Perhaps the collected samples will provide an answer to this question, said to me Dr. Tim McCoy, curator of the Smithsonian Institution’s meteorite collection, and the samples that NASA intends to obtain may eventually , turn out to be not very useful for science.
“How do we know what they will be able to tell us about the issues that will exist in 15 or 20 years?” – he asked. In his opinion, the planetary scientific community may move on to a completely different set of questions by the time the Martian mud is delivered to Earth’s laboratories.
Rebecca Boyle: I hope that the Perseverance spacecraft, when it starts to explore Mars, will find the most interesting rocks in the solar system. But we can only wait, while there are so many other places where we have not yet been.

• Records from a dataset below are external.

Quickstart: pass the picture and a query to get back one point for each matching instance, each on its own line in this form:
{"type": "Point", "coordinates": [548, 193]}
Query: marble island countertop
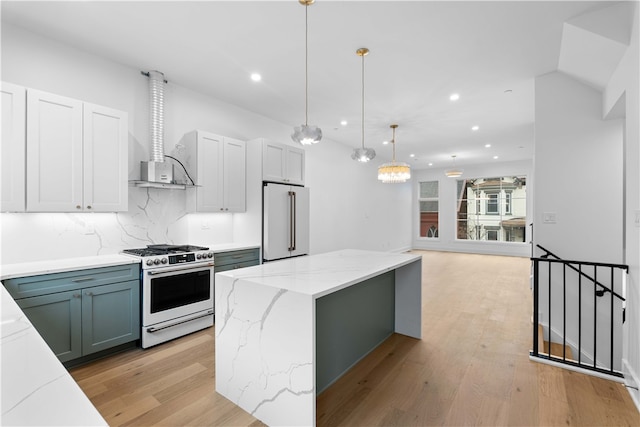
{"type": "Point", "coordinates": [319, 275]}
{"type": "Point", "coordinates": [267, 318]}
{"type": "Point", "coordinates": [36, 389]}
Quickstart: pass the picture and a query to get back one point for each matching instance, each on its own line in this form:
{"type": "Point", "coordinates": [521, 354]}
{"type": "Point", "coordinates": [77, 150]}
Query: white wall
{"type": "Point", "coordinates": [578, 172]}
{"type": "Point", "coordinates": [624, 86]}
{"type": "Point", "coordinates": [446, 240]}
{"type": "Point", "coordinates": [349, 207]}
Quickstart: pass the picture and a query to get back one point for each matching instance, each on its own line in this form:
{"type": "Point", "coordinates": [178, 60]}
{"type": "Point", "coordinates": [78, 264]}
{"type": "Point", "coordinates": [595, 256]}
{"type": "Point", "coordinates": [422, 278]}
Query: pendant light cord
{"type": "Point", "coordinates": [306, 65]}
{"type": "Point", "coordinates": [393, 144]}
{"type": "Point", "coordinates": [363, 101]}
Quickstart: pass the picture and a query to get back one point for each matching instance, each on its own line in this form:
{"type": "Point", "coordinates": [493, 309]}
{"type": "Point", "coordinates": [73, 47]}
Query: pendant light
{"type": "Point", "coordinates": [394, 172]}
{"type": "Point", "coordinates": [305, 134]}
{"type": "Point", "coordinates": [455, 172]}
{"type": "Point", "coordinates": [363, 154]}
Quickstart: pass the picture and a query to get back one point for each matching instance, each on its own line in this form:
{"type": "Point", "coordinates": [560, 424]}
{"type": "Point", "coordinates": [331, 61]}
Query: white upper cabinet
{"type": "Point", "coordinates": [105, 159]}
{"type": "Point", "coordinates": [76, 155]}
{"type": "Point", "coordinates": [282, 163]}
{"type": "Point", "coordinates": [12, 151]}
{"type": "Point", "coordinates": [218, 165]}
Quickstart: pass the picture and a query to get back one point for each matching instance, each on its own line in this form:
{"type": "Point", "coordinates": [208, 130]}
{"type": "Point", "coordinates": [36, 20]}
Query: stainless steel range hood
{"type": "Point", "coordinates": [156, 172]}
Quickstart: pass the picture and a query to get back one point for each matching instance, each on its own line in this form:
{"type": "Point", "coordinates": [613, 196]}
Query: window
{"type": "Point", "coordinates": [429, 209]}
{"type": "Point", "coordinates": [492, 204]}
{"type": "Point", "coordinates": [492, 209]}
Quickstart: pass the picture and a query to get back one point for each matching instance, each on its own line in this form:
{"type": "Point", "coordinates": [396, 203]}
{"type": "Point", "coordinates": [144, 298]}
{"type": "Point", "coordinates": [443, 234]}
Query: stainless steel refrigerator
{"type": "Point", "coordinates": [285, 221]}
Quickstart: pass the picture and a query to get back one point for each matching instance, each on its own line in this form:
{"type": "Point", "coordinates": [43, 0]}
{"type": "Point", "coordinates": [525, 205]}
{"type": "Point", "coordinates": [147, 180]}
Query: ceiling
{"type": "Point", "coordinates": [420, 53]}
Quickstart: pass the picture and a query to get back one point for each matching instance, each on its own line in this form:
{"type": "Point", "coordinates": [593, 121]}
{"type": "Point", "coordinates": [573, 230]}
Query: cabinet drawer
{"type": "Point", "coordinates": [23, 287]}
{"type": "Point", "coordinates": [234, 266]}
{"type": "Point", "coordinates": [236, 257]}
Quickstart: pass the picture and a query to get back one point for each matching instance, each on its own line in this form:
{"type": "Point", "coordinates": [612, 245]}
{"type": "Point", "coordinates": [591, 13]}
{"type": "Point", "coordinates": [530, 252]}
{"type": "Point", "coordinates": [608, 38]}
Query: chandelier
{"type": "Point", "coordinates": [305, 134]}
{"type": "Point", "coordinates": [394, 172]}
{"type": "Point", "coordinates": [363, 154]}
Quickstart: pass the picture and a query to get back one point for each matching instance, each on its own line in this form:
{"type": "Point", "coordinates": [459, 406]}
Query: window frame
{"type": "Point", "coordinates": [429, 234]}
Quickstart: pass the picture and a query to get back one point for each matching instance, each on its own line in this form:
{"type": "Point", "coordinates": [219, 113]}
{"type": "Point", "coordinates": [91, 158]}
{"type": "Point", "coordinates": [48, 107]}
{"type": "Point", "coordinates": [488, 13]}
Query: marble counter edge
{"type": "Point", "coordinates": [37, 268]}
{"type": "Point", "coordinates": [224, 247]}
{"type": "Point", "coordinates": [42, 390]}
{"type": "Point", "coordinates": [248, 274]}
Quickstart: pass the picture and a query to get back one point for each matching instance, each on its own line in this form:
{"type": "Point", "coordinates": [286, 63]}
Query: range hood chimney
{"type": "Point", "coordinates": [156, 169]}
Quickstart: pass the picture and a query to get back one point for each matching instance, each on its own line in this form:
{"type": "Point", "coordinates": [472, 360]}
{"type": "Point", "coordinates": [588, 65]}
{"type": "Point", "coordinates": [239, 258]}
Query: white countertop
{"type": "Point", "coordinates": [34, 268]}
{"type": "Point", "coordinates": [322, 274]}
{"type": "Point", "coordinates": [226, 247]}
{"type": "Point", "coordinates": [24, 269]}
{"type": "Point", "coordinates": [36, 389]}
{"type": "Point", "coordinates": [266, 326]}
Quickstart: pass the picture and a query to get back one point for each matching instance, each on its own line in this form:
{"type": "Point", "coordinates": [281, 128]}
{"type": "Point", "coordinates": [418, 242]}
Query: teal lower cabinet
{"type": "Point", "coordinates": [110, 316]}
{"type": "Point", "coordinates": [58, 319]}
{"type": "Point", "coordinates": [232, 260]}
{"type": "Point", "coordinates": [83, 319]}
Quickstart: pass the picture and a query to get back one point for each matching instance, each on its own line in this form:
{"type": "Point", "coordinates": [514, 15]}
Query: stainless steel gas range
{"type": "Point", "coordinates": [177, 291]}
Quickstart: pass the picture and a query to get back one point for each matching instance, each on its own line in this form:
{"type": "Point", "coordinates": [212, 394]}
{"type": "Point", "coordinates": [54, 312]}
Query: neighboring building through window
{"type": "Point", "coordinates": [492, 209]}
{"type": "Point", "coordinates": [429, 209]}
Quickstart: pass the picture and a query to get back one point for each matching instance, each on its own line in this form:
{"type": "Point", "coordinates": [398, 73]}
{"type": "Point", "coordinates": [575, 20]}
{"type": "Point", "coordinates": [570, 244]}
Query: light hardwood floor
{"type": "Point", "coordinates": [470, 368]}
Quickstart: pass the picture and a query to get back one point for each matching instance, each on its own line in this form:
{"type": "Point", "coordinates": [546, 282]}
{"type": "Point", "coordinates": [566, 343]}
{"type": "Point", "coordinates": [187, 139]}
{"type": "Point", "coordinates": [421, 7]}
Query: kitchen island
{"type": "Point", "coordinates": [287, 329]}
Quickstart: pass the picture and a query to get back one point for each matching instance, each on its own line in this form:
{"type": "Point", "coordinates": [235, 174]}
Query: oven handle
{"type": "Point", "coordinates": [186, 267]}
{"type": "Point", "coordinates": [153, 329]}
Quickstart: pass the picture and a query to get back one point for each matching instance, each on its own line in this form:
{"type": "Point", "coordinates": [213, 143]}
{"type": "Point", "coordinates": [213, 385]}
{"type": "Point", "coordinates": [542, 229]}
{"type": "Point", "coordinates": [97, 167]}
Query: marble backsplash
{"type": "Point", "coordinates": [155, 216]}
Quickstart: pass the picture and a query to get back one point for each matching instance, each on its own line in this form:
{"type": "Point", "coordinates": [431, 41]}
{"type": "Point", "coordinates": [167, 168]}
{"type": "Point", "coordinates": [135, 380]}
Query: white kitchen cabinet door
{"type": "Point", "coordinates": [105, 159]}
{"type": "Point", "coordinates": [282, 163]}
{"type": "Point", "coordinates": [218, 165]}
{"type": "Point", "coordinates": [210, 174]}
{"type": "Point", "coordinates": [54, 153]}
{"type": "Point", "coordinates": [12, 151]}
{"type": "Point", "coordinates": [235, 175]}
{"type": "Point", "coordinates": [295, 165]}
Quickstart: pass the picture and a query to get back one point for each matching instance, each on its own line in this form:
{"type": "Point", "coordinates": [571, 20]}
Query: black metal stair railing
{"type": "Point", "coordinates": [574, 298]}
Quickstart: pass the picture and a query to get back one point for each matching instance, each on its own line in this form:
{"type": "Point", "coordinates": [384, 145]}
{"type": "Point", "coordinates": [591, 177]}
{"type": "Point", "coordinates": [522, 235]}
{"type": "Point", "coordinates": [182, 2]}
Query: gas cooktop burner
{"type": "Point", "coordinates": [162, 256]}
{"type": "Point", "coordinates": [152, 250]}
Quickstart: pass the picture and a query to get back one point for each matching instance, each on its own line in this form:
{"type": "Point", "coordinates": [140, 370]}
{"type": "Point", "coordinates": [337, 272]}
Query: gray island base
{"type": "Point", "coordinates": [288, 329]}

I am a big believer in lunar exploration, and I would like us to go back there and take rock samples from the largest crater in the solar system, from the South Pole Basin – Aitken. I would like to witness the creation of a cloud city from spaceships orbiting Venus. And I, in fact, really want the project with this boat on Titan to be implemented.
David Brown: It’s time to send a flagship mission to Venus. The presence of conditions above its clouds, similar to those of the earth, makes the discovery of life there only a matter of time.
The ice giants deserve research, too, and ingenious missions like the Trident spacecraft to Triton, a satellite of Neptune, prove it can be done on relatively small budgets.
Today I like that there is little enthusiasm for landing a nuclear powered vehicle on Mars. In the 1980s, when funding problems forced the planetary scientific community to struggle to survive. And today we live in the golden age of space exploration.